In quel contesto, la società aveva ritenuto di poter proseguire sull’onda dello scudetto con interventi minimi, sottovalutando gravemente le insidie di un campionato che non concede rendite di posizione. Da quella stagione fallimentare è scaturita la necessità di affidarsi a un tecnico del calibro e del palmarès di Antonio Conte, il quale – per storia e per temperamento – ha reclamato garanzie tecniche precise come condizione imprescindibile del proprio impegno.

È essenziale sgomberare il campo da un equivoco: Conte non ha imposto nulla con la prepotenza o con l’arroganza di chi si ritiene indispensabile. Ha formulato richieste che la società ha liberamente e consapevolmente deciso di accogliere. Aurelio De Laurentiis, Chiavelli e Manna hanno condiviso ogni scelta strategica, portando a compimento operazioni di rilievo. Tra tutte, quella relativa a Scott McTominay, uno dei centrocampisti più influenti della Serie A.

È per questa ragione che la narrazione di un Conte isolato, lasciato libero di operare in una sorta di zona franca sottratta a ogni controllo dirigenziale, è priva di fondamento e risulta francamente distorsiva. Si tratta di una rappresentazione che non danneggia tanto la società – la quale dispone degli strumenti per difendersi – quanto l’ambiente nella sua totalità, seminando sfiducia laddove sarebbe invece urgente coltivare coesione.

Aurelio De Laurentiis
Il presidente del Napoli Aurelio De Laurentiis

La critica degli “aureliani” oltranzisti sarebbe più credibile se una volta – una sola –  si leggesse anche riferimento a una società che non s’è ancora dotata di un centro sportivo di proprietà, di un settore giovanile degno di questo nome e di uno stadio tutto suo. No, sul fronte infrastrutturale non si sollevano cori puntualizzanti, solo appiattimento e, sovente, negazionismo. Aurelio De Laurentiis ha fatto tantissimo per il Napoli e per Napoli, ma non è lesa maestà affermare che, ad oggi, il processo sia ancora incompiuto. Sostenerlo è un esercizio di onestà intellettuale. 
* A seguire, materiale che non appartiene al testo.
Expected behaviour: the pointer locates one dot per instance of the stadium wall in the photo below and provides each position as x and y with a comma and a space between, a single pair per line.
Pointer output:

Il Napoli, oggi più che mai, ha bisogno di compattezza e di una visione condivisa. Una critica costruttiva, certo, non guerre di bande atte a destrutturare l’unità necessaria per raggiungere gli obiettivi sportivi e infrastrutturali. Continuare ad alimentare divisioni interne, erigere steccati artificiali tra fazioni contrapposte, significa deliberatamente indebolire un progetto che, pur tra difficoltà e risultati non sempre all’altezza delle aspettative, rimane strutturato, pensato e orientato per restare competitivo nel panorama del calcio italiano ed europeo. La stagione che si chiude non è una sentenza: è una tappa. Leggerla come tale è il primo atto di intelligenza che l’ambiente può compiere.